At home the frustration came out. I felt genuinely lonely in a world of superficial friendship.
The family ties are very strong here. All secrets are shared within the family. Outside the family, friendships are mainly for social entertainment. Everyone is everyone's (facebook) friend, in which there is no distinction between good friends and acquaintances. A superficial network of people that you can access when you need something they are experts in or have contacts for.
Outside the family you will find few Nepalese people who are sincerely interested in you like you expect a good friendship to be in the West. The Nepalese you find have usually been abroad and are therefore familiar with friendships outside the family and with the English language.
In response to my travel blog about friends, I recently received a message from a German friend who said that she wished that I would find more good friends in Nepal. When I read that, I thought: but I have a lot of friends here! Yes?
Now I know better. Yesterday all puzzle pieces fell into place:
Piece 1: The differences between friendship here and there
Piece 2: My many invitations without response
Piece 3: People who say that they will come when they receive an invitation from you, but do not come on your invitation
Piece 4: The disinterest of someone who continues their own activities when you come by for a chat (they have family to talk to)

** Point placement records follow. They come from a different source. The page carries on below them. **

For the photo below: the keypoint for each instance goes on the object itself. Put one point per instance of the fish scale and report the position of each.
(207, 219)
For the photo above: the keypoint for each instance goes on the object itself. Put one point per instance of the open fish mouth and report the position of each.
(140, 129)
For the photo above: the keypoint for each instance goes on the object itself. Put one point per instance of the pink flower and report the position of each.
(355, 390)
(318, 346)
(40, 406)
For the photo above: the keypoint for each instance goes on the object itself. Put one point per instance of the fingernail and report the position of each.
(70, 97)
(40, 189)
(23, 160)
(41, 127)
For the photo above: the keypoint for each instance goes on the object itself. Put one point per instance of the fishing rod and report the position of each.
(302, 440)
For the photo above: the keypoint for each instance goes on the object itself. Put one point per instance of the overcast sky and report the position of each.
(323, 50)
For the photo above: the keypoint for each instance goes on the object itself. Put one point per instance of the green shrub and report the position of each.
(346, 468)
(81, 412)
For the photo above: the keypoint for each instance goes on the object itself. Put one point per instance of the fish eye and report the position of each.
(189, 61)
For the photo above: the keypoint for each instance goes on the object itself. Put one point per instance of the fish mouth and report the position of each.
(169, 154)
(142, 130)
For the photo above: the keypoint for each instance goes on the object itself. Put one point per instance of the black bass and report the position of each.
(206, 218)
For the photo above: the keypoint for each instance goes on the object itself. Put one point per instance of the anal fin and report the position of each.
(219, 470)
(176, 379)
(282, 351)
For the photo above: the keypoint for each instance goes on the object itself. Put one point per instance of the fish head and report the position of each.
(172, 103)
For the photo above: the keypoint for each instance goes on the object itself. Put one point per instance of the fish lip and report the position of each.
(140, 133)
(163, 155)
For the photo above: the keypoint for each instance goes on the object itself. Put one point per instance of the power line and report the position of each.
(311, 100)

Piece 5: Missing all my good friends in the Netherlands and other countries
Etc.
I cried terribly, I cried out the loneliness. So badly that I got a headache. To come to the conclusion that David is my only real good friend in Nepal. And now that I am clarifying it, I can add that he will be the only one unless I find others who want to be good friends outside of their family. David is the only family that I have within reach and, in Nepal, family is the place to share your heart.
But do not worry: knowledge and insight, no matter how hard the truth is, lead to new goals and possibilities. So time to look for true friendship. Interested Nepalese (not the ones I always approach but never initiate themselves) and / or foreigners who live in Nepal. Suggestions are welcome.
Besides, I am just about every day at home and I would very much like to make appointments with Dutch family and friends for a telephone or video call via Whatsapp or Messenger. In the Netherlands we also call each other, right? (Or maybe we do that too less and throw everything on the app.) The only difference is that I live a few hours further on the clock. Do a message or a call if I have overlooked you and you want to contact me. And thanks if you already sent messages, that is encouraging!
Disclaimer: All I wrote are my own experiences and interpretations, no fact-based evidence about Nepali people. Am I not blaming anyone too.